Git Product home page Git Product logo

zerohex's Introduction

ZeroHex

Human players prefer training with human opponents over agents as the latter are distinctively different in level and style than humans.
Agents designed for human-agent play are capable of adjusting their level, however their style is not aligned with that of human players.
In this work, we implement approach for designing such agents.

Basic Agent

Our agents (agent1 folder) are based on https://github.com/gwylim/hexnet.

Doc

Read doc of significant part of our work here zeroHex_doc.

Data

We found lists of ELO ranked players and their games (board size 11X11) at http://www.littlegolem.net/jsp/info/player_list.jsp?gtvar=hex_HEX11&countryid=&filter=&Send=submit.

Original Format

The original format of the games was as the following:

(;FF[4]EV[hex.mc.2010.oct.1.11]PB[Maciej Celuch]PW[pensando]SZ[13]RE[B]GC[ game #1254910]SO[http://www.littlegolem.com];W[mf];B[gg];W[de];B[df];W[ji];B[if];W[ld];B[jg];W[jf];B[ig];W[kg];B[kc];W[mb];B[ma];W[lb];B[la];W[kb];B[ka];W[jb];B[ja];W[hc];B[hb];W[fd];B[fc];W[ib];B[ia];W[gc];B[gb];W[cd];B[da];W[eb];B[dd];W[ce];B[dc];W[cc];B[db];W[bb];B[le];W[kf];B[ke];W[je];B[il];W[jj];B[kk];W[hk];B[resign])

This was needed to be parsed and arranged.

More Sources

Check the also the site http://hex.kosmanor.com/hex-bin/board/. There is a potential to mine from it more games.

Our Datasets

We produced, among the rest, the following datasets:

  • Files of all the players according their rank (for instance, the file 1234.txt belongs to a player with rank 1234) Clearly, the rank function isn't one to one, and thus there can be multiple players with the same rank.
  • Files of all the players according their rank, when the name of the player is at the first line.
  • The files used to train the humanized agents, separated.
  • The original bunch from littlegolem.
  • The records of the games between our agent and wolve.

Work Components

Our work contains, among the rest, the following components:

  • The code of the modified and the original agents.
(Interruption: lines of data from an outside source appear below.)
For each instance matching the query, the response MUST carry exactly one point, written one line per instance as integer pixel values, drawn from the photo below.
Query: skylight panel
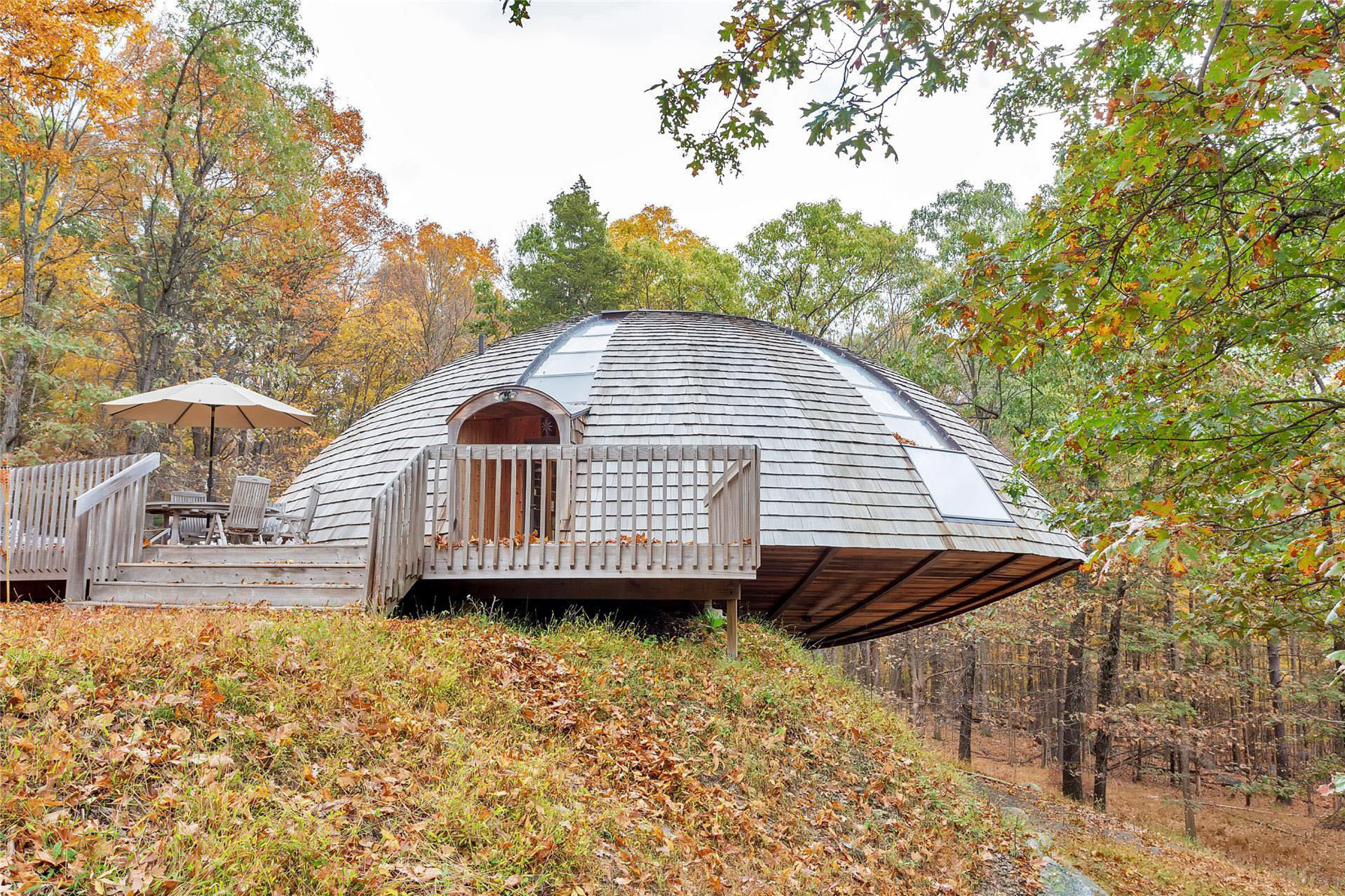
(567, 372)
(958, 489)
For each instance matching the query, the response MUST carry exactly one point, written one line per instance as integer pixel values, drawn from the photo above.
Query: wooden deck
(41, 509)
(556, 512)
(644, 522)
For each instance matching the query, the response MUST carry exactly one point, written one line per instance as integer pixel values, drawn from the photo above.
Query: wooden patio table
(180, 510)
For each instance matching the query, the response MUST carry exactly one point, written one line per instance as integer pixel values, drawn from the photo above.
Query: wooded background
(1157, 335)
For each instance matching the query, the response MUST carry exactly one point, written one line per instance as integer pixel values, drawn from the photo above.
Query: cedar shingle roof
(832, 474)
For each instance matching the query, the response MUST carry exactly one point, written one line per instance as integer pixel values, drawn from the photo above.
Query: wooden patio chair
(191, 531)
(297, 531)
(246, 510)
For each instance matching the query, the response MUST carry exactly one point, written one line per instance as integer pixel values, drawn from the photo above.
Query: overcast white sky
(476, 124)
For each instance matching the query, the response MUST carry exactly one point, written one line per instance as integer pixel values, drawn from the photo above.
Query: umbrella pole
(210, 475)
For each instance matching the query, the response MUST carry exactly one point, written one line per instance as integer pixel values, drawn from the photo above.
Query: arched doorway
(526, 494)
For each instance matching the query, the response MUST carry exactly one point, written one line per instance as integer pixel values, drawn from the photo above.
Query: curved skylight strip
(952, 480)
(893, 408)
(565, 372)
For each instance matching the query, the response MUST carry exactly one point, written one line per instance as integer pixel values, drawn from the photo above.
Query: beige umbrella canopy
(209, 402)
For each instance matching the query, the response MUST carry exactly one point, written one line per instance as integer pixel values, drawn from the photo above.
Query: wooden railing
(397, 536)
(593, 510)
(108, 527)
(38, 514)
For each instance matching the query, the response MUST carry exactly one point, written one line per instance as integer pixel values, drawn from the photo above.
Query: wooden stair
(280, 576)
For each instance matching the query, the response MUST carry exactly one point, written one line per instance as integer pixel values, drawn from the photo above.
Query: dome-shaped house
(685, 456)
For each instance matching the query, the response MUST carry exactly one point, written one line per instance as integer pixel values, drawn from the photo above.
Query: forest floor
(1138, 846)
(198, 752)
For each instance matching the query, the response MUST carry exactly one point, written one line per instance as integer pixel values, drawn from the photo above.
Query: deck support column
(731, 611)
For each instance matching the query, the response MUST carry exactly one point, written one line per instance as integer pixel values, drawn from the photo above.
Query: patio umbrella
(209, 402)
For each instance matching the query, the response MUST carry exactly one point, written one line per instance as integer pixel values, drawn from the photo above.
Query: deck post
(731, 611)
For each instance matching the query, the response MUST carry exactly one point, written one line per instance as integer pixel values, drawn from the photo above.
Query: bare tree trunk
(1072, 733)
(968, 696)
(1106, 693)
(1277, 701)
(918, 677)
(1184, 768)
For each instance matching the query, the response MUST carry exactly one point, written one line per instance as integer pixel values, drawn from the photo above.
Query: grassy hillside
(194, 752)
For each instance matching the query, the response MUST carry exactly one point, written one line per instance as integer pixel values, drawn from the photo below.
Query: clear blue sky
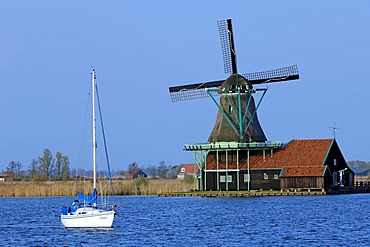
(140, 48)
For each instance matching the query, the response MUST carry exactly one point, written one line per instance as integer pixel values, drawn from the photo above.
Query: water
(342, 220)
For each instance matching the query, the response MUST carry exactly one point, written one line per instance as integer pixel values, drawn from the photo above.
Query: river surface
(340, 220)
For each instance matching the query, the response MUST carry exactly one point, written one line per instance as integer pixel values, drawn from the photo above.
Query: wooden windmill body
(237, 133)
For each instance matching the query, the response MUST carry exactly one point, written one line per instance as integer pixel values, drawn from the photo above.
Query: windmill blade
(227, 44)
(193, 91)
(282, 74)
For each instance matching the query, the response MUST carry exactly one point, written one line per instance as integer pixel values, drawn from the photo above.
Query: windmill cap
(233, 82)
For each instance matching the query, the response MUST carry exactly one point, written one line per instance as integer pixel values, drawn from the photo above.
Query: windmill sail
(236, 119)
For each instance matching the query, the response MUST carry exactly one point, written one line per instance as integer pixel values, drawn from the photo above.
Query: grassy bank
(70, 188)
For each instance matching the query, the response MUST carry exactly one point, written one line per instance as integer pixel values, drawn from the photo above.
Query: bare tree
(132, 167)
(65, 168)
(46, 164)
(32, 169)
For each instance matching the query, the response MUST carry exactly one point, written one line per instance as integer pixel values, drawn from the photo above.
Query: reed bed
(71, 188)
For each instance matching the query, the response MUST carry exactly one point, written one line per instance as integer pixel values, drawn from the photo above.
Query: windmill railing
(232, 145)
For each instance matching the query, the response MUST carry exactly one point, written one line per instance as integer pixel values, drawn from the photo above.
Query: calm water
(342, 220)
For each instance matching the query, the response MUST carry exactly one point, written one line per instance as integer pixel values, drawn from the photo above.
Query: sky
(140, 48)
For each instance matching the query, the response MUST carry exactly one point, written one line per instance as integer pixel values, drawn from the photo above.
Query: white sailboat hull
(88, 218)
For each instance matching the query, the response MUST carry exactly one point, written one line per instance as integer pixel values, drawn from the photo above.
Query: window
(223, 179)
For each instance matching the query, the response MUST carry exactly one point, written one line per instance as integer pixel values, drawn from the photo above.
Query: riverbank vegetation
(71, 188)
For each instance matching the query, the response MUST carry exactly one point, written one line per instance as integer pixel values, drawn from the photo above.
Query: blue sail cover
(88, 199)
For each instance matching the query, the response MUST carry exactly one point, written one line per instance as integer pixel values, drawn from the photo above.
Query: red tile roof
(298, 157)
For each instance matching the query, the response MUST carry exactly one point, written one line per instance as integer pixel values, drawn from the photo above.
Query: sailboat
(85, 212)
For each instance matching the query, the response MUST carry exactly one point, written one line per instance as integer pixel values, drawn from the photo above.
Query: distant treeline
(49, 167)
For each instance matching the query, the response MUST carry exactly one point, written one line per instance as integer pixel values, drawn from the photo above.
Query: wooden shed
(315, 163)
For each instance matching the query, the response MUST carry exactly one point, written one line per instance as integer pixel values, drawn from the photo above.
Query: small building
(187, 170)
(135, 173)
(316, 163)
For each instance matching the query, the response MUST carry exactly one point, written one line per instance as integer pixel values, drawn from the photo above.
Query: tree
(132, 167)
(58, 165)
(162, 169)
(152, 170)
(46, 165)
(15, 168)
(32, 169)
(65, 168)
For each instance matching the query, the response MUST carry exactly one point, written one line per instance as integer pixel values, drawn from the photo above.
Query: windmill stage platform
(232, 146)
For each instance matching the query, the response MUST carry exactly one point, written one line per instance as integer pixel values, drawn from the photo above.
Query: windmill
(237, 119)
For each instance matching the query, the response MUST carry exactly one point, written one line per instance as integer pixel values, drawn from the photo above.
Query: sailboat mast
(93, 77)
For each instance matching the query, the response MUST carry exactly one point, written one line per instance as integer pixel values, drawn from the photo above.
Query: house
(135, 173)
(187, 170)
(315, 163)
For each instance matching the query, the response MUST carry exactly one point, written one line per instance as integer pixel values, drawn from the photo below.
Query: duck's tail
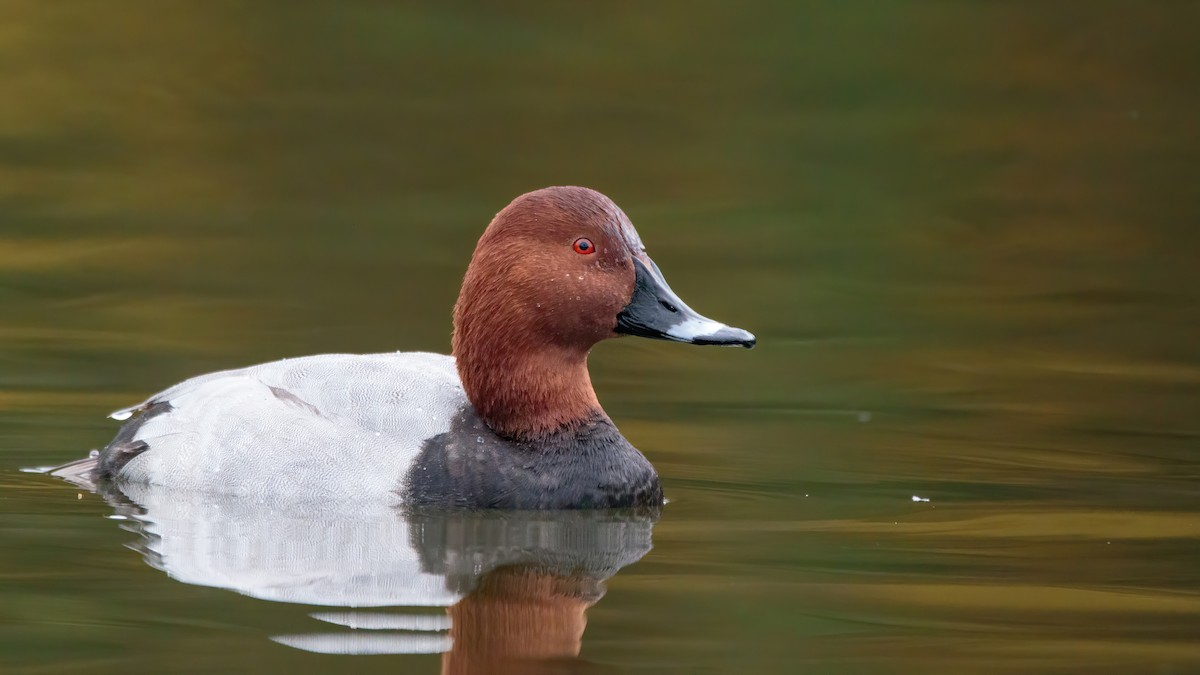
(81, 472)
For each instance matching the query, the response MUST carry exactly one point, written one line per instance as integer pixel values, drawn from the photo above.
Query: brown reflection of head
(522, 620)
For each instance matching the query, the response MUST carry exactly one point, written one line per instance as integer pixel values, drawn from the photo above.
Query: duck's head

It contains the original files to create and train the original agent.
    The file compare.py can be run by compare.py model1 model2 to compare the models.
    The file learning.py can be run by learning.py to train the agent to fit the rank of a banch of games.
  • Inside the agent folder there are also files that used to run our agents against the agent wolve.
    It can be run by vs_wolve.py. Modify the hard coded paths inside.
    Some integration details (commands, parameters and more) can be founded inside wolve_integration.py.
  • The convertor contains scripts to handle and arrange the original games records.
  • The evaluation tool can be used to evaluate the accuracy of predicting the next move given a board state.
    It can be run by eval.py. Notice that the paths and games are hard coded inside (and can easily be modified).
  • The gui that can be used by human to play against the agents. The original application had some bugs in it, that we fixed in this version.

Rivals

Find more agents to test against here https://github.com/cgao3/benzene-vanilla-cmake.

Gui

Playing against the agent can be done by using https://github.com/DebuggerOR/hexgui.

About Us

The work done by Avshalom , Ori and Shlomo as undergraduates' final project at Bar Ilan University.

Some Theory

At the beginning of the work, some of theoretic material was needed to be caught up.

The DNN

Note that the focus in humanizing the agent was in adjusting the search tree's parameters and not the nn's.

Reinforcement Learning

Reinforcement learning differs from the supervised learning in a way that in supervised learning the training data has the answer key with it so the model is trained with the correct answer itself whereas in reinforcement learning, there is no answer but the reinforcement agent decides what to do to perform the given task. In the absence of training dataset, it is bound to learn from its experience.

MCTS

Creation of mcts consists four stages:

1. Selection

Used for nodes we've seen before.
Pick according to UCB.

2. Expansion

Used when we reach the frontier.
Add one node per playout.

3. Simulation

Used beyond the search frontier.
Don't bother with UCB, just play randomly.

4. Backpropagation

After reaching a terminal node.
Update value and visits for states expanded in selection and expansion.

Read & Watch more

https://www.biostat.wisc.edu/~craven/cs760/lectures/AlphaZero.pdf.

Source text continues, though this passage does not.